About Access Gateway DNS use

To correctly deploy Access Gateway, we must understand how it uses Domain Name Services, or DNS.

Access Gateway acts as a reverse proxy. In general, a reverse proxy is a server that sits in front of web servers, intercepting requests from clients. and forwarding those requests to back end web servers. Access Gateway must then be able to resolve addresses both available to the general public (external) and behind the customers firewall (internal). As a result of Access Gateway behaving as a reverse proxy, it may share hostnames with the application servers. For example peoplesoft.example.com might be what the Peoplesoft deployment team uses internally behind Access Gateway as well as what Access Gateway public domain would be. The gateway would then reverse proxy any requests to the actual Peoplesoft application.

In the DNS architecture diagram, this example would be represented as:

  • app-external.mysite.mycompany.com - this is the name that the end user would use to access that application.  The DNS for this name would resolve to the Access Gateway instance. This could also be the same name used internally but need not be.
  • app-internal - represents the actual protected web application, the actual Peoplesoft application.

In this example Access Gateway and the external application resolve to the same IP address.

Access Gateway and DNS use.

Lets examine the ways Access Gateway uses IP addresses.

External or public/customer facing DNS entries represent the URL that a customer would enter to access an application.
As previously stated, an example might be peoplesoft.mysite.company.com.
External DNS entries:

  • Are defined in public DNS and are resolvable by anyone.
  • Must be resolvable by Access Gateway.
  • Are shown in the diagram as app-external[.mysite.company.com].
  • Resolve to the IP address of Access Gateway, or a load balancer if required.
  • Are defined in applications by Access Gateway Public Domain application field.

Internal DNS are private entries that represent the back-end applications being protected by Access Gateway.
An example might be peoplesoft.protected.com.

Internal DNS entries:

  • Are defined in a private DNS and typically only resolvable behind an organizations firewall.
  • Must be resolvable by Access Gateway.
  • Are shown in the diagram as app-internal*.
  • Are defined in applications by the Access Gateway Protected Web Resource application field.

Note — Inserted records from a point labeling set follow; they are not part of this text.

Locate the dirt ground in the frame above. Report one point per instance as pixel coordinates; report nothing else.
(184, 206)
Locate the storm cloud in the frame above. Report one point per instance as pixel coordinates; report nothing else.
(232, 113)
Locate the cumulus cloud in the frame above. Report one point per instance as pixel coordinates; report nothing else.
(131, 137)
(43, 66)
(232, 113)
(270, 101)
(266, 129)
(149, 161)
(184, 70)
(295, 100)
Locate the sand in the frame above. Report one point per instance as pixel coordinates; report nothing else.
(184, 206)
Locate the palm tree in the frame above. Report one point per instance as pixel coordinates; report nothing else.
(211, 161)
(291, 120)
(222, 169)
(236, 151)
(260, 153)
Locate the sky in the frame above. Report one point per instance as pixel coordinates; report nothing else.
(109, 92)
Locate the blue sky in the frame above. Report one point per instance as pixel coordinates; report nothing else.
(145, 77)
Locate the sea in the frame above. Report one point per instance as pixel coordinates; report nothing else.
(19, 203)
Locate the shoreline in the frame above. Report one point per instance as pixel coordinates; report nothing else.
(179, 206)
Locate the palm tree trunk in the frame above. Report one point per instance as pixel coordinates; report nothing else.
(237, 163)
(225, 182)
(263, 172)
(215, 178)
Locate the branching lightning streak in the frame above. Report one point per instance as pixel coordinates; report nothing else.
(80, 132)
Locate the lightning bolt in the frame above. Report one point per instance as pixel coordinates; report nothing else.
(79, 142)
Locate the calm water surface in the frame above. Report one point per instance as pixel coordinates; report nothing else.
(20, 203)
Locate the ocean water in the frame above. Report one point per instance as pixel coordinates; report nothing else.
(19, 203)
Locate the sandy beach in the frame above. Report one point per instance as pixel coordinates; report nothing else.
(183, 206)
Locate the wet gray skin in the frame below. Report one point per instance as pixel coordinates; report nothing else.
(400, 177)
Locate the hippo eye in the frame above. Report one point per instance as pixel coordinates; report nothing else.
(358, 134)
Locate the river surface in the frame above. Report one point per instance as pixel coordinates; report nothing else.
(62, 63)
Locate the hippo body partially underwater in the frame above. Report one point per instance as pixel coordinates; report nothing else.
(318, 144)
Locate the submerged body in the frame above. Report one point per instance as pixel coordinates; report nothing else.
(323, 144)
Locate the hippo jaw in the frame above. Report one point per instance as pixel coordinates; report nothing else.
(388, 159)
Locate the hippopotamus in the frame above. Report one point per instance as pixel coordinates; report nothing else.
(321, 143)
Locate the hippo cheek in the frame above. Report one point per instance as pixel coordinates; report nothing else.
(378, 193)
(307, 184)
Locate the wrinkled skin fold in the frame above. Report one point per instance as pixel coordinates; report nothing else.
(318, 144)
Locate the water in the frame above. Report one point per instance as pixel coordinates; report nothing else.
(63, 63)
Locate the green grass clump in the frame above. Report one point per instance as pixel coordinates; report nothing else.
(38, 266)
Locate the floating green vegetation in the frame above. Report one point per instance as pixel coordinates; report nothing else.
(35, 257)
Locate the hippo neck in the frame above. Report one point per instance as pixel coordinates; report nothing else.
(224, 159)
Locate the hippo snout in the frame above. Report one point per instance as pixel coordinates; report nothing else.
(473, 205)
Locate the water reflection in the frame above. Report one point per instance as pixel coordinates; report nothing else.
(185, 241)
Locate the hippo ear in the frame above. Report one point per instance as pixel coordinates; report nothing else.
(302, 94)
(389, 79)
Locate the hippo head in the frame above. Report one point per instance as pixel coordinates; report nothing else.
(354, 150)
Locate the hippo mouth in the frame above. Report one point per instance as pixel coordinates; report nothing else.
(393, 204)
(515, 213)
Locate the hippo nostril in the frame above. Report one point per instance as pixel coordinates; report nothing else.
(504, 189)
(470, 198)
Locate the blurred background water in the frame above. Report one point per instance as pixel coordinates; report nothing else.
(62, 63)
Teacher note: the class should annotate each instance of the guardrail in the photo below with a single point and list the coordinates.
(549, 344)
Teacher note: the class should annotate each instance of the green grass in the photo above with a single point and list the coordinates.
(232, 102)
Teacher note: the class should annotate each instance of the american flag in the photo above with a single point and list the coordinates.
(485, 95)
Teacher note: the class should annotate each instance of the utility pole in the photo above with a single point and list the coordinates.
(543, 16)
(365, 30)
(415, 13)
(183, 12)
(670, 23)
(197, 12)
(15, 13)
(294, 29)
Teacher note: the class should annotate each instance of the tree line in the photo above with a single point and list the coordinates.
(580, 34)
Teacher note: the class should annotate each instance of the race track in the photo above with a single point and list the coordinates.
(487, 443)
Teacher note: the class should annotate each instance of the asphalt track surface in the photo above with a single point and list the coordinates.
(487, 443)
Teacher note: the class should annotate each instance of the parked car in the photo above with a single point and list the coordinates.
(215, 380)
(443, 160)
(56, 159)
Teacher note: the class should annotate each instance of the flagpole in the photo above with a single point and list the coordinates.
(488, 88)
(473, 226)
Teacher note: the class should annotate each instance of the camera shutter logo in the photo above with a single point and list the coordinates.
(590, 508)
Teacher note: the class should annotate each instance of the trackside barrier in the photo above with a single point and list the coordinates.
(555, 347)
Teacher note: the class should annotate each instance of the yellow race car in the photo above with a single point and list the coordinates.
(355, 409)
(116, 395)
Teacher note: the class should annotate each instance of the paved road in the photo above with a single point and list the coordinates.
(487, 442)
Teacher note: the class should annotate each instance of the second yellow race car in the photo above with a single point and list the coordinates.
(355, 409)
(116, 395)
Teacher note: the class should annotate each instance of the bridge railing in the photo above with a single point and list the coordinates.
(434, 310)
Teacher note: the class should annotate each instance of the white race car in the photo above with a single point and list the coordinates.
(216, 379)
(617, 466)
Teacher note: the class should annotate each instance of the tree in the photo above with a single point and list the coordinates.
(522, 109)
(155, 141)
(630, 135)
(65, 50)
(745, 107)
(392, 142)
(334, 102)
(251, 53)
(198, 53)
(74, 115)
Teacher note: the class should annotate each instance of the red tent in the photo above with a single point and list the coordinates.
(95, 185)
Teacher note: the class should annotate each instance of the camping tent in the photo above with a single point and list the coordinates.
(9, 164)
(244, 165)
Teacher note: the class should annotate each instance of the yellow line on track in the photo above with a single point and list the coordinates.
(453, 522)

A third class of entries are reserved DNS names represented by /etc/hosts, DNS:gw-admin[.mysite.company.com] and DNS.gw.[mysite.company.com] entries.

  • /etc/hosts:admin represents an entry in your local hosts file (/etc/hosts on *nix variants) and c:\Windows\System32\drivers\etc\hosts under Windows).
    This entry is required for initial configuration of Access Gateway and can be ignored or removed once initial deployment is complete.
  • /etc/hosts:header represents a set of entries primarily used for testing and development.  For example when creating a sample header application for testing.  
    Other examples might be proxy, policy or other test entries. These entries are typically ignored or discarded when moving from development to test or production.
  • gw-admin[.mysite.company.com] represents the name of the Access Gateway administration instance and points to the IP address of the Access Gateway itself.
  • gw.[mysite.mycompany.com], must also exist and point to the same IP address as gw-admin[.mysite.company.com].
    Used by the admin GUI service to route configuration requests.

    In high availability clusters there may be other DNS entries for the member nodes of the cluster, such as node1, node2 etc as required.

Access Gatewayapplications are independent of each other.
While your admin domain might be gw.example.com your header app could certainly be header.mycompany.com.

Not shown is the expected company.okta.com or company.oktapreview.com entries. These entries are used by Access Gateway when configuring an IDP but strictly part of Access Gateway DNS.

DNS entries and record types

DNS supports two record types:

  • The A record maps a name to one or more IP addresses when the IP are known and stable.
  • The CNAME record maps a name to another name.

Typically Access Gateway would use an A record for gateway addresses such as gw-admin.[mysite.company.com] and CNAME records, pointing to the gateway address for all external (app-external*[.mysite.company.com]) addresses.